Missing plane MH370: Australia downplays wreckage claim
Australian officials co-ordinating the search for the missing Malaysian plane have played down a company's claim it has identified possible debris.
Australia-based marine survey company GeoResonance said on Tuesday it might have located the wreckage of a plane.
But the agency leading the search said the area was not consistent with satellite data showing MH370's likely flight path.
MH370 went missing on 8 March as it flew from Kuala Lumpur to Beijing.
Carrying 239 people, it disappeared off radar over the South China Sea. Based on satellite data, investigators believe it ended its journey in the sea far off the Australian city of Perth.
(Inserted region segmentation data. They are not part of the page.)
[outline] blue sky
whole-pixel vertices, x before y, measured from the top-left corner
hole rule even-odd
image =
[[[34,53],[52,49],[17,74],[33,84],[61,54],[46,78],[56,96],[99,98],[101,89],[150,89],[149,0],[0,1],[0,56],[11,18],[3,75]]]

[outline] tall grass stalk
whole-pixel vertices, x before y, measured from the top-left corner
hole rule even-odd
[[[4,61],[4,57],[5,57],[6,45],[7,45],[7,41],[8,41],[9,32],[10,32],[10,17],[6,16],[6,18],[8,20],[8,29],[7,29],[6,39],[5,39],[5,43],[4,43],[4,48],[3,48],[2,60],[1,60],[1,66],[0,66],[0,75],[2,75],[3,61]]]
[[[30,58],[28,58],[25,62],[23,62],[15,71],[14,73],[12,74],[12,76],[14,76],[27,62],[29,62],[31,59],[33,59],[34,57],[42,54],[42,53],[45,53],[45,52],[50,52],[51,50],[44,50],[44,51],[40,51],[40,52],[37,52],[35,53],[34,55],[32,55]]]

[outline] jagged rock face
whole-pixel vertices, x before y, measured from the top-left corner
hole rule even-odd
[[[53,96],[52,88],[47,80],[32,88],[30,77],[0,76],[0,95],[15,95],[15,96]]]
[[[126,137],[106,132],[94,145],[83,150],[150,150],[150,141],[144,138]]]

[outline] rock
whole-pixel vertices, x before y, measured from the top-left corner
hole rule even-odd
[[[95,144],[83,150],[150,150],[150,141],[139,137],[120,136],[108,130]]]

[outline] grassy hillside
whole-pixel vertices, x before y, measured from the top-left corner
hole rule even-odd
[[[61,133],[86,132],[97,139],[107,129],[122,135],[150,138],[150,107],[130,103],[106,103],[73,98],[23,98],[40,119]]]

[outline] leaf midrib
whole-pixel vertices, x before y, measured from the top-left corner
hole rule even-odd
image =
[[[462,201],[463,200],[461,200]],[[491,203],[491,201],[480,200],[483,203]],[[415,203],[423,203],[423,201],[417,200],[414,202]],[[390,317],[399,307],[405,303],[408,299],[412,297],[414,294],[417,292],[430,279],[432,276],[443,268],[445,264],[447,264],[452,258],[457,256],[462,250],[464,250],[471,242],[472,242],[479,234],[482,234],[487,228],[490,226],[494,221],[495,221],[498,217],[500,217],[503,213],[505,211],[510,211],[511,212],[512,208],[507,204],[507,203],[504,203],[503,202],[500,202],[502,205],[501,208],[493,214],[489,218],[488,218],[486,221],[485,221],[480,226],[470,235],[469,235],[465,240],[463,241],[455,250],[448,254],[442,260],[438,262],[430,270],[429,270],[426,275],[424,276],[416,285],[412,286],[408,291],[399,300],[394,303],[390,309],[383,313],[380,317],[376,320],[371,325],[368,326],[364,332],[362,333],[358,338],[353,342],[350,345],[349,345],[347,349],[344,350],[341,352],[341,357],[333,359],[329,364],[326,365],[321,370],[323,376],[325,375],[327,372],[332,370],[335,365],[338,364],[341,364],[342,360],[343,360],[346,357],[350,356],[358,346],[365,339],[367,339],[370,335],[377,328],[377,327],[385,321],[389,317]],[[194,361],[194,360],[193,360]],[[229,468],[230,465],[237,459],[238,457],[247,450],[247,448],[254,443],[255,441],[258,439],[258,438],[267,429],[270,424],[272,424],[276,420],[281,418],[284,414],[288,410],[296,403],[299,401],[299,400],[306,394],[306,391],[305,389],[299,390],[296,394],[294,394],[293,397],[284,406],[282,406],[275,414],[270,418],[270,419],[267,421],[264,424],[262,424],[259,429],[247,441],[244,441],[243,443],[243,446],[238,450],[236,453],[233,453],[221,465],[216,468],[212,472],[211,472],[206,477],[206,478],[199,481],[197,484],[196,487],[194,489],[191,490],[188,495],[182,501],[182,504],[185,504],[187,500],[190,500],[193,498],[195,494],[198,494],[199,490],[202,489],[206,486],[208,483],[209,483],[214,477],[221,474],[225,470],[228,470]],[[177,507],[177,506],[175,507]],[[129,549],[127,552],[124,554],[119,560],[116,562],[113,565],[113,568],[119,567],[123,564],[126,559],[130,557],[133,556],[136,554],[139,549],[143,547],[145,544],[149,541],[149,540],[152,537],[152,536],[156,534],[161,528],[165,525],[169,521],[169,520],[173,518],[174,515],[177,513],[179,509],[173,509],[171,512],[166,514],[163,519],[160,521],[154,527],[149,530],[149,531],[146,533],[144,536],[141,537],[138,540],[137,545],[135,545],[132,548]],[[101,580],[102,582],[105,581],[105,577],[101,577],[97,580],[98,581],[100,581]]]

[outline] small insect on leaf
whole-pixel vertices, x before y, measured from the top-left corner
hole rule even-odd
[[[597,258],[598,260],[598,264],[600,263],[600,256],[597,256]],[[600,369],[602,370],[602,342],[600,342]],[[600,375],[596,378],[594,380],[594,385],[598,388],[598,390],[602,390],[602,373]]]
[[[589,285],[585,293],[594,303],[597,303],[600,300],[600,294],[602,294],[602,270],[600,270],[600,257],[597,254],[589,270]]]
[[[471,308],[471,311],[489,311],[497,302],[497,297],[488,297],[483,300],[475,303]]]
It is still not known why the plane went so far off course. Finding the "black box" flight recorders is seen as key to explaining what happened.
'Should be investigated'
Search efforts so far have focussed on a "southern corridor" that the plane could have flown, based on calculations derived from "pings" the aircraft emitted after it disappeared off radar.
A robotic submersible has been scouring the sea floor in an area north-west of Perth after acoustic signals consistent with flight recorders were heard.
The possible wreckage identified by the private company, however, was in the Bay of Bengal to the south of Bangladesh.
The company said it had used proven technology to search for a seafloor location where all the elements that comprise a Boeing 777 - such as titanium, copper, jet fuel residue - were present.
"The company is not declaring this is MH370, however it should be investigated," it said.
It said it had passed the information on to relevant authorities in late March and early April.
In a statement, Australia's Joint Agency Co-ordination Centre (JACC) said the Bay of Bengal location was not within the data-indicated search area.
"The joint international team is satisfied that the final resting place of the missing aircraft is in the southerly portion of the search arc," it said.
Malaysian Defence Minister Hishammuddin Hussein said his country was "working with its international partners to assess the credibility of this information''.
Meanwhile, the search for the plane off Perth is continuing. The Bluefin-21, the robotic submersible, was due to embark on another underwater search mission when weather conditions eased, JACC said.
The air search for surface debris has ended, however. Australian Prime Minister Tony Abbott said on Monday that wreckage would most likely have sunk by now.
A "new phase" of the operation involving a more intensive underwater search was the planned strategy for the weeks ahead, Mr Abbott said.